Nearly 14 years ago, when Police Officer George Scheu was shot outside his home in Flushing, the muzzle of the gun was so close to his face that it left an indelible pattern of gunpowder below his left eyebrow that remained on his face until he died in a hospital three days later.
That testimony from the Queens medical examiners office came on, a day after opening arguments were made in the murder trial of Henry Vega, who is accused of fatally shooting Scheu in 1987 when the off-duty officer tried to stop him from breaking into a car parked outside his home.
Vega, of Flushing, is currently serving a prison term of 92 years-to-life, having been convicted in January on unrelated charges of selling narcotics to undercover police officers posing as owners of a nightclub in Flushing. It was during this investigation that the police learned of Vegas suspected involvement in the death of Scheu, 41, and in the 1996 robbery and shooting death of a man in Kissena Park.

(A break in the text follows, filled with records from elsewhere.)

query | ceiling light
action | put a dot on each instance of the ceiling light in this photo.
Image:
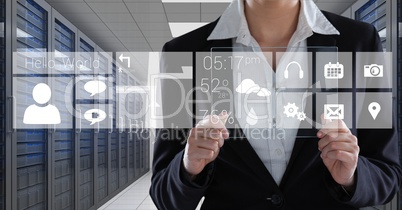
(181, 28)
(196, 1)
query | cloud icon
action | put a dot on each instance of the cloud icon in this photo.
(249, 86)
(264, 92)
(95, 87)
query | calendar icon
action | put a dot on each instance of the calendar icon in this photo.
(333, 71)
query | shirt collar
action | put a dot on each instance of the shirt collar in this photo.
(233, 23)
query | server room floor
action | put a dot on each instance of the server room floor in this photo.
(136, 196)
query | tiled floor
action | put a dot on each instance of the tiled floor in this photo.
(136, 196)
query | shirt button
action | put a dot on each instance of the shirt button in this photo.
(279, 152)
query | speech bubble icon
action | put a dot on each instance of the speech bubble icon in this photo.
(95, 87)
(95, 115)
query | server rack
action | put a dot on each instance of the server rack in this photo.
(86, 137)
(103, 136)
(123, 120)
(30, 146)
(3, 101)
(114, 141)
(131, 141)
(63, 143)
(399, 81)
(57, 167)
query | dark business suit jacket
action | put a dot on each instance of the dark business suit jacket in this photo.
(238, 179)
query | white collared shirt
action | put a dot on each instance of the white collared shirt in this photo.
(273, 152)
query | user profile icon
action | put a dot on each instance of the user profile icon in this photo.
(42, 113)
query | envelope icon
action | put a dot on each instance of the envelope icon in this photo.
(334, 111)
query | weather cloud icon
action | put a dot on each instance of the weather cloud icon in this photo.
(248, 86)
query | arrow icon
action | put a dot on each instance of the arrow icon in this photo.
(122, 58)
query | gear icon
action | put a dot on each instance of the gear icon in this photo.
(290, 110)
(301, 116)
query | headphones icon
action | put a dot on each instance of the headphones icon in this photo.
(301, 73)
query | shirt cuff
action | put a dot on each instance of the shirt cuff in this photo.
(202, 180)
(337, 190)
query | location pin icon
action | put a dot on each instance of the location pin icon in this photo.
(374, 108)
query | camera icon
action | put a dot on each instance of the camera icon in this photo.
(373, 70)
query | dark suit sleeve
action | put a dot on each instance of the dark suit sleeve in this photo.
(378, 174)
(171, 186)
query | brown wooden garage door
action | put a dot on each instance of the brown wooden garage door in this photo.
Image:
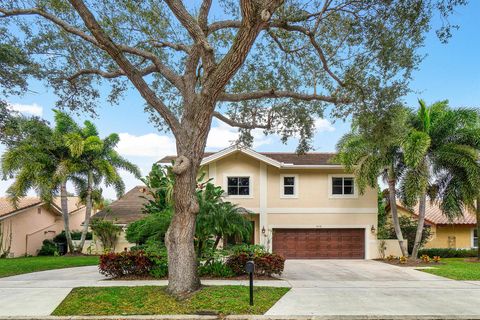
(319, 243)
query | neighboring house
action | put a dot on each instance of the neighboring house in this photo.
(459, 233)
(24, 228)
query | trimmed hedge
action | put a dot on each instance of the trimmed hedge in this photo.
(266, 264)
(448, 252)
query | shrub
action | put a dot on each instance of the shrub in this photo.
(49, 248)
(425, 258)
(107, 232)
(409, 230)
(449, 252)
(215, 269)
(266, 264)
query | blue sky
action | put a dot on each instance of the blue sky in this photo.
(449, 71)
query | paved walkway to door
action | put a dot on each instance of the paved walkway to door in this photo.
(366, 287)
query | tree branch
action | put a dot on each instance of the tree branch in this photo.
(273, 94)
(237, 124)
(131, 72)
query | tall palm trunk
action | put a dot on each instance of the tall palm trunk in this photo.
(66, 217)
(392, 194)
(421, 222)
(478, 225)
(88, 211)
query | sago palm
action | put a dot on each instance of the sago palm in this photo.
(441, 153)
(372, 150)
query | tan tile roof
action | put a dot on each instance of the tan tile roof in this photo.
(127, 209)
(6, 206)
(434, 215)
(310, 158)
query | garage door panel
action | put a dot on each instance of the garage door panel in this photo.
(319, 243)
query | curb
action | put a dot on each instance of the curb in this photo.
(249, 317)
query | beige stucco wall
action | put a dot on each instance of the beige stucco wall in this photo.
(33, 225)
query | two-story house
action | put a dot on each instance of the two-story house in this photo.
(302, 206)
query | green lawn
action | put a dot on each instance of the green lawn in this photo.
(457, 269)
(11, 267)
(154, 300)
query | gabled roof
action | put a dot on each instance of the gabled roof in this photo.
(282, 160)
(127, 209)
(7, 209)
(434, 215)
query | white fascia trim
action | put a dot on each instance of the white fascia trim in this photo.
(225, 152)
(288, 210)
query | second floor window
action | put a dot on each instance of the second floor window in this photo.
(238, 186)
(343, 186)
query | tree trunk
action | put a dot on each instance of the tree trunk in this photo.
(478, 225)
(179, 239)
(88, 211)
(66, 217)
(421, 222)
(392, 194)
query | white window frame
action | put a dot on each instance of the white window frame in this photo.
(238, 175)
(342, 196)
(473, 238)
(295, 186)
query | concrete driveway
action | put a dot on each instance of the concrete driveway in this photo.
(371, 288)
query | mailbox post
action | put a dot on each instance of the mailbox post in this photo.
(250, 268)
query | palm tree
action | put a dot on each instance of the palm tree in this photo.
(99, 162)
(441, 154)
(372, 150)
(42, 160)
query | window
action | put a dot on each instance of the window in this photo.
(238, 186)
(475, 238)
(343, 186)
(288, 185)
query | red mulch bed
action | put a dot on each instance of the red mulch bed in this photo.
(411, 263)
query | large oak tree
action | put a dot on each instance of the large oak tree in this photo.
(269, 64)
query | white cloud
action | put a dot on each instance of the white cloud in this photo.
(223, 136)
(33, 109)
(323, 125)
(148, 145)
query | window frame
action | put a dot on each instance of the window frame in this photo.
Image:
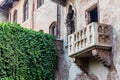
(52, 28)
(40, 3)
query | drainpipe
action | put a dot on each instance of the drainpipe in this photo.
(58, 21)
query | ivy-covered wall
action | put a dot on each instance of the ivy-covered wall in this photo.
(26, 54)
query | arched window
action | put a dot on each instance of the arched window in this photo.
(70, 21)
(15, 16)
(26, 10)
(39, 3)
(52, 28)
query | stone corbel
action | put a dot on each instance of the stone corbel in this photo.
(82, 63)
(103, 55)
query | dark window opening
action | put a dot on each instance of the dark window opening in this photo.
(52, 28)
(94, 15)
(70, 21)
(40, 3)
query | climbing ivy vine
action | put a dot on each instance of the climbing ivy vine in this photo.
(26, 54)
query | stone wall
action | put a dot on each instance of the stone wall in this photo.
(108, 13)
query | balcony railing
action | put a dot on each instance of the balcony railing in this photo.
(91, 36)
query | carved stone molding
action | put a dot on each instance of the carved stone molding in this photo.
(82, 63)
(103, 55)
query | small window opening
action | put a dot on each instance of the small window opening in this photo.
(92, 15)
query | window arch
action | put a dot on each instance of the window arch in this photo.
(15, 16)
(70, 21)
(25, 11)
(52, 28)
(39, 3)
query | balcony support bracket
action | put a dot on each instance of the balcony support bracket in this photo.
(103, 55)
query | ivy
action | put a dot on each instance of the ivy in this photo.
(26, 54)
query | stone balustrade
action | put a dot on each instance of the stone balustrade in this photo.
(93, 35)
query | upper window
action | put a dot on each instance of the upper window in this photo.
(52, 28)
(26, 10)
(15, 16)
(92, 15)
(39, 3)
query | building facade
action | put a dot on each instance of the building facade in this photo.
(91, 38)
(89, 30)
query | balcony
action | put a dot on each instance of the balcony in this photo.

In opening arguments Monday, Daniel Saunders, an assistant district attorney, contended that Vega had told undercover officers operating the nightclub that he had murdered Scheu when he tried to stop him from breaking into a Mercedez-Benz. That admission, he said, was recorded on videotape and was again made to police at a station house after Vega was arrested.
But Vegas attorney, Jonathan Latimer III, argued that his client was entrapped, in the jury trial being heard by Justice Randall Eng of State Supreme Court in Kew Gardens. In an interview after Vegas sentencing on narcotics-related charges earlier this year, Latimer said the only reason that the police set up the nightclub was because they lacked evidence to convict Vega for murder.
On Tuesday, Saunders took jurors through an entirely forsenic account of how Scheu died. Dr. Kari Reiber, the medical examiner, said there were two types of wounds on Scheus body: a gunshot just below the middle of his left eyebrow and an assortment of scrapes and bruises. Later in cross-examination, Vegas attorney asked Reiber whether those bruises may have resulted from a struggle, a question she said she could not answer.
In her testimony, the medical examiner said a bullet that was lodged in the back of Scheus brain brought about his death three days after he was shot. She also said the muzzle of the gun was not more than a foot away from his face, at most, when it was fired, a fact confirmed by a forensic phenomenon known as stippling.
The stippling, or tiny fragments of gunpowder embedded in the skin when a gun is fired, was scattered about Scheus face in a pattern 4 inches long and 3 inches wide, remaining there until he died, the medical examiner said. This indicated that the weapon was discharged possibly inches away from Scheu, she said.
Scheu had been wearing a navy uniform the night he died: black shoes, a white T-shirt, white trousers with a belt and one handkerchief. The gunshot wound caused blood to spill onto his shirt and trousers, the medical examiner said.
A ballistics expert was expected to testify later Tuesday as well as an undercover police officer. But it was unclear whether the proceedings would be closed in order to protect the officers identity.